The talk of the global village is ... in English
The second president of the United States, John Adams, predicted in 1780 that English would be the 'most respectable language' in the world and the most read and spoken. It is destined 'to be, in the next and succeeding centuries, more generally the language of the world than Latin was in the last or French is in the present age'.
It was a bold prediction, for at that time there were only about 13 million English-speakers in the world, almost all of them living in Britain or on the eastern seaboard of North America. They were barely 1per cent of the world's population, and almost nobody except the Welsh and the Irish bothered to learn English as a second language. So how is Adams' prediction doing now?

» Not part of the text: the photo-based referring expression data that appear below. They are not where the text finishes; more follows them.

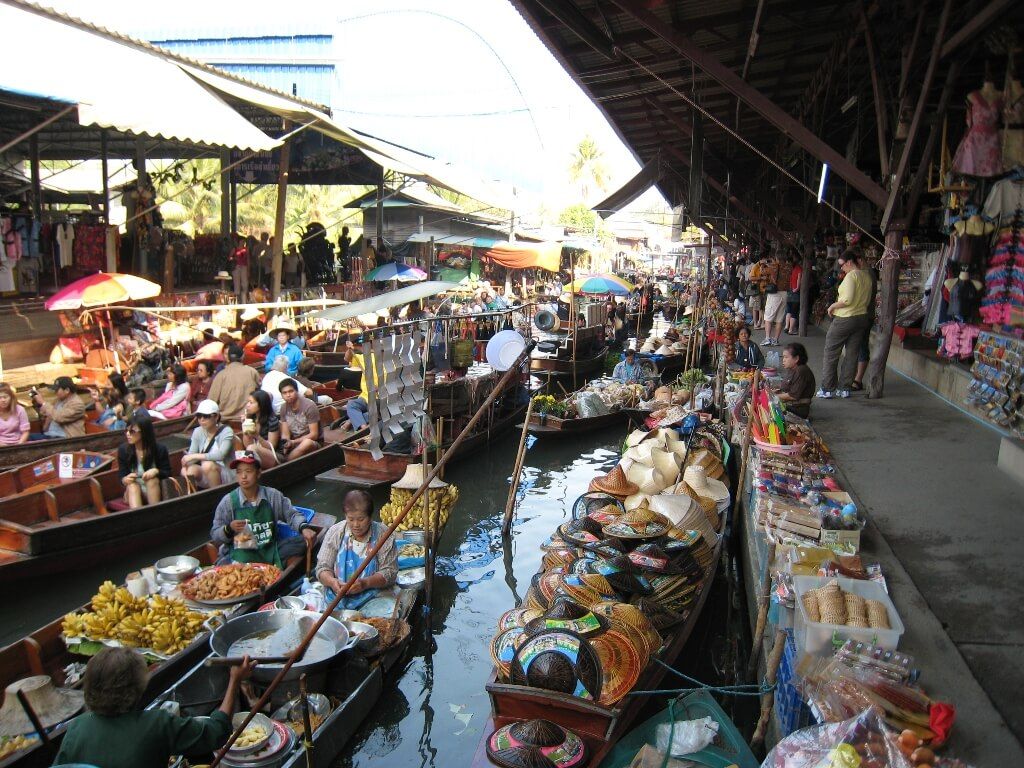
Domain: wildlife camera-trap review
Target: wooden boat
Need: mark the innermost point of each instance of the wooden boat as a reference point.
(67, 526)
(354, 683)
(363, 470)
(45, 472)
(551, 426)
(44, 651)
(96, 438)
(601, 727)
(729, 749)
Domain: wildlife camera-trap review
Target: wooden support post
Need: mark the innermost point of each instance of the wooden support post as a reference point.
(926, 86)
(889, 284)
(881, 116)
(225, 194)
(103, 160)
(279, 217)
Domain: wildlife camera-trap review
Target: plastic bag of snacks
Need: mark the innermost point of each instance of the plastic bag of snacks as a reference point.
(863, 741)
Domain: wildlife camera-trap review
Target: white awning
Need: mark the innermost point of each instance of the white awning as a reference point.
(114, 83)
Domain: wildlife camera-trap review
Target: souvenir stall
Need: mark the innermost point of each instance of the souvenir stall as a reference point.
(824, 619)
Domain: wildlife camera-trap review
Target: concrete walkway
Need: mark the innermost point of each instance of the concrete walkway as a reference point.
(948, 527)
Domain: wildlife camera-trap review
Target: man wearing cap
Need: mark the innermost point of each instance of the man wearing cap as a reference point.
(285, 348)
(232, 386)
(64, 418)
(245, 523)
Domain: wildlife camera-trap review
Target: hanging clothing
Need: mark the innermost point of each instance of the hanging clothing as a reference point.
(978, 154)
(1012, 136)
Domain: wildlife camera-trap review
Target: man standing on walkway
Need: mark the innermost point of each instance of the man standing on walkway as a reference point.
(850, 323)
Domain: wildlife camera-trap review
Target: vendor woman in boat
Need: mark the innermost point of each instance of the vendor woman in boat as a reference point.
(245, 523)
(345, 546)
(116, 733)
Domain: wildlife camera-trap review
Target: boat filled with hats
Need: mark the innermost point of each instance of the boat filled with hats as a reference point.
(621, 587)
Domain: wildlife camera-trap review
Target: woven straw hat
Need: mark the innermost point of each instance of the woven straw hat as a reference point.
(50, 704)
(697, 478)
(536, 743)
(614, 483)
(559, 660)
(646, 479)
(621, 666)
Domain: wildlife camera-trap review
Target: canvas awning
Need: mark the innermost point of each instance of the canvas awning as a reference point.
(526, 255)
(153, 95)
(649, 175)
(384, 301)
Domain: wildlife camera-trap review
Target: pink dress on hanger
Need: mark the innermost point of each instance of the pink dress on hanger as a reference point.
(978, 154)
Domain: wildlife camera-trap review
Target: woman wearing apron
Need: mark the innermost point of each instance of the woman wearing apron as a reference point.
(345, 546)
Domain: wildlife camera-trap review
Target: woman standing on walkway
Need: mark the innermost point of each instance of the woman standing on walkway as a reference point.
(850, 323)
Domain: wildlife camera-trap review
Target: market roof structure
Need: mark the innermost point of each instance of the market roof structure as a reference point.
(770, 89)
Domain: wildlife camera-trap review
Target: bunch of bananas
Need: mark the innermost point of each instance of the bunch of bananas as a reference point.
(440, 502)
(159, 623)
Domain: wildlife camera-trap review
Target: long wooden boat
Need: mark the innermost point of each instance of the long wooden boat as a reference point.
(551, 426)
(729, 748)
(96, 438)
(45, 472)
(44, 651)
(601, 727)
(65, 527)
(354, 684)
(363, 470)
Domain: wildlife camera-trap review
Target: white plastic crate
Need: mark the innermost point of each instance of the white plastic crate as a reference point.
(822, 639)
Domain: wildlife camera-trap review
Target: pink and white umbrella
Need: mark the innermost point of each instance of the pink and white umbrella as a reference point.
(102, 289)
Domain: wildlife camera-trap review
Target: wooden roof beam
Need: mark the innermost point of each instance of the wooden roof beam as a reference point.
(758, 101)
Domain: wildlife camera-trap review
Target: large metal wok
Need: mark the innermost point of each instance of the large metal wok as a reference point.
(278, 633)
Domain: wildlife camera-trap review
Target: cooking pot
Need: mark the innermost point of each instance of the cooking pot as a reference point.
(275, 633)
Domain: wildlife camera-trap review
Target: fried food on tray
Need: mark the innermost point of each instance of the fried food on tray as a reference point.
(229, 581)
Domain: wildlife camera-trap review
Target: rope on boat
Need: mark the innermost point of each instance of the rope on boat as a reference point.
(752, 689)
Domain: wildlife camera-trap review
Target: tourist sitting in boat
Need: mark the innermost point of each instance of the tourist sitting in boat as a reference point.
(116, 733)
(14, 427)
(261, 428)
(285, 347)
(210, 449)
(231, 386)
(142, 462)
(749, 354)
(299, 417)
(202, 381)
(347, 543)
(798, 386)
(627, 371)
(173, 401)
(245, 523)
(65, 417)
(111, 399)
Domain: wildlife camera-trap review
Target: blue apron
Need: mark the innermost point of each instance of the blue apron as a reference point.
(346, 564)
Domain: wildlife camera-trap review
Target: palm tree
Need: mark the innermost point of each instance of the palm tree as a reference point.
(587, 167)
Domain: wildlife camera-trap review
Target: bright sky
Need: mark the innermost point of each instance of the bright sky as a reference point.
(467, 81)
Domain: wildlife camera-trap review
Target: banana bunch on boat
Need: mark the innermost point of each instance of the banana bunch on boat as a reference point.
(158, 623)
(440, 501)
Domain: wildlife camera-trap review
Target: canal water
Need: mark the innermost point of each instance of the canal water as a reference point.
(434, 705)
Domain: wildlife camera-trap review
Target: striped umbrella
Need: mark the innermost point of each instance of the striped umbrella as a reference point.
(394, 270)
(599, 284)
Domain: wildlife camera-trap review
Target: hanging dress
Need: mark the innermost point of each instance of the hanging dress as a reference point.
(978, 154)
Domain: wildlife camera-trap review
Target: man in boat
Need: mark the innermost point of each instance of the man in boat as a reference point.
(300, 427)
(284, 348)
(245, 523)
(231, 387)
(65, 417)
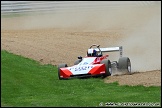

Well, it took a little longer than he thought, but one of the most respected universities in Italy, the Politecnico di Milano, has just announced that, from 2014, most of its courses will be taught in English.
There was a predictable wave of outrage all across the country, but the university's rector, Giovanni Azzone, simply replied: 'We strongly believe our classes should be international classes, and the only way to have international classes is to use the English language. Universities are in a more competitive world. If you want to stay with the other global universities, you have no other choice.'
The university is not doing this to attract foreign students. It is doing it mainly for its own students who speak Italian as a first language, but must make their living in a global economy where the players come from everywhere - and they all speak English as a lingua franca.
Many other European universities, especially in Germany, the Netherlands, Belgium and Scandinavia, have taken the same decision, and the phenomenon is now spreading to Asia. A huge shift is under way.
The choice for a single lingua franca has fallen on English because it is already more widespread than any of the other potential candidates.
Most people learning English will never become fully fluent but, over the years, some hundreds of millions will, including the entire global elite. And the amount of effort that is being invested in learning English is so great that it virtually guarantees that this reality will persist for generations to come.
No other language is threatened by this predominance of English. Italians are not going to stop speaking Italian to one another, even if they have attended the Politecnico di Milano, and no force on earth could stop the Chinese or the Arabs from speaking their own language among themselves. But they will all speak English to foreigners.